Reputation: 2566
Does WebSphere offer an HTTP input filter / firewall like mod_security?
I know that it's possible to have Apache be the HTTP server front-end to WebSphere, but that type of configuration is beyond my influence. We're stuck using just what WebSphere itself can do.
EDIT - To clarify, I am not looking for authentication, authorization, or non-repudiation aspects of security here. I want a rule-based HTTP firewall like mod_security that works on WebSphere.
Also, I know that in version 1.x, there was a partial implementation of mod_security in Java. We currently have a custom, in-house solution that is a work-alike, but less arbitrarily configurable. Thanks!
Upvotes: 2
Views: 1362
Reputation: 798
Have a look at webcastellum http://sourceforge.net/projects/webcastellum/ It is an Java Opensource WAF. Sadly the Wesbsite of the maintainers is in German only but they seem to have some english documentation.

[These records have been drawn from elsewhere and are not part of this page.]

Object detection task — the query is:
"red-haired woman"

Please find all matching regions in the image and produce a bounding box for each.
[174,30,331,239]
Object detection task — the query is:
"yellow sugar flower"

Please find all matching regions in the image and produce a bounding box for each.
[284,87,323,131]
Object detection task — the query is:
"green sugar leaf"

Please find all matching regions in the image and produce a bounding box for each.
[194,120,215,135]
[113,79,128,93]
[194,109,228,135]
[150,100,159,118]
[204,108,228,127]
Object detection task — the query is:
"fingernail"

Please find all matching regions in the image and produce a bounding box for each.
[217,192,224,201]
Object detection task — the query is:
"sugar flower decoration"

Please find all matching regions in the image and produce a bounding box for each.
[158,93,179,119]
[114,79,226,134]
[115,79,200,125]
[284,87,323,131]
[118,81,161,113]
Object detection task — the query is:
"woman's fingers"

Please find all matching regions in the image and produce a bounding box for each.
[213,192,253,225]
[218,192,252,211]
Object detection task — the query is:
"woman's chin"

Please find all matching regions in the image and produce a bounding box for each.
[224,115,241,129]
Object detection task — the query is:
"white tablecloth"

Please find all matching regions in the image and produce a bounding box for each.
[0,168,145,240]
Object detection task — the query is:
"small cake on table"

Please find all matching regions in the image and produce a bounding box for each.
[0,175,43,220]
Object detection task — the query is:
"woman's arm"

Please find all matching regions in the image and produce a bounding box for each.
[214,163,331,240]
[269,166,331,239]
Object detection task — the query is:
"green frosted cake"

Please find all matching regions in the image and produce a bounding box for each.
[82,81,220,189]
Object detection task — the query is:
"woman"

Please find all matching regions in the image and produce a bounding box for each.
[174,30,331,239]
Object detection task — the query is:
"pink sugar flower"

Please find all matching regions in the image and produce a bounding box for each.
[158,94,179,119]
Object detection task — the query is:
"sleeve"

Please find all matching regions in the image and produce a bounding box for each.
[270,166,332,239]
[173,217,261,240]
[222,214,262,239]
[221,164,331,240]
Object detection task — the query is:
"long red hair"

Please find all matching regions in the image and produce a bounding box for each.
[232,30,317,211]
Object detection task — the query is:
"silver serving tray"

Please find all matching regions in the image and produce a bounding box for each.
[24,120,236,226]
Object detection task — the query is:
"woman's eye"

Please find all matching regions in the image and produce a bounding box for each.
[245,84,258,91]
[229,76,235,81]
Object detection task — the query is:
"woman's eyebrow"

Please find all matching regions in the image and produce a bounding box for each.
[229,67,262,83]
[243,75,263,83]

They say in their Documentation WebCastellum is compatibel to all common J2EE-Servers: WebCastellum ist kompatibel zu allen gängigen JavaEE-Servern Bei der Implementierung von WebCastellum wurde auf Kompatibilität zu allen gängigen JavaEE-Servern, wie Tomcat, BEA Weblogic, JBoss oder WebSphere Wert gelegt.
Upvotes: 0
Reputation: 1
There are many attacks that target the web server in front of your application server, so you should get control of the configuration of that web server too.
Upvotes: 0
Reputation: 3593
J2EE has a standard way of securing it's apps. I recommend using this. If what you are trying to do is oddball, you could look at Custom User Registries (IBM specific), or implement a custom system all together with Servlet Filters.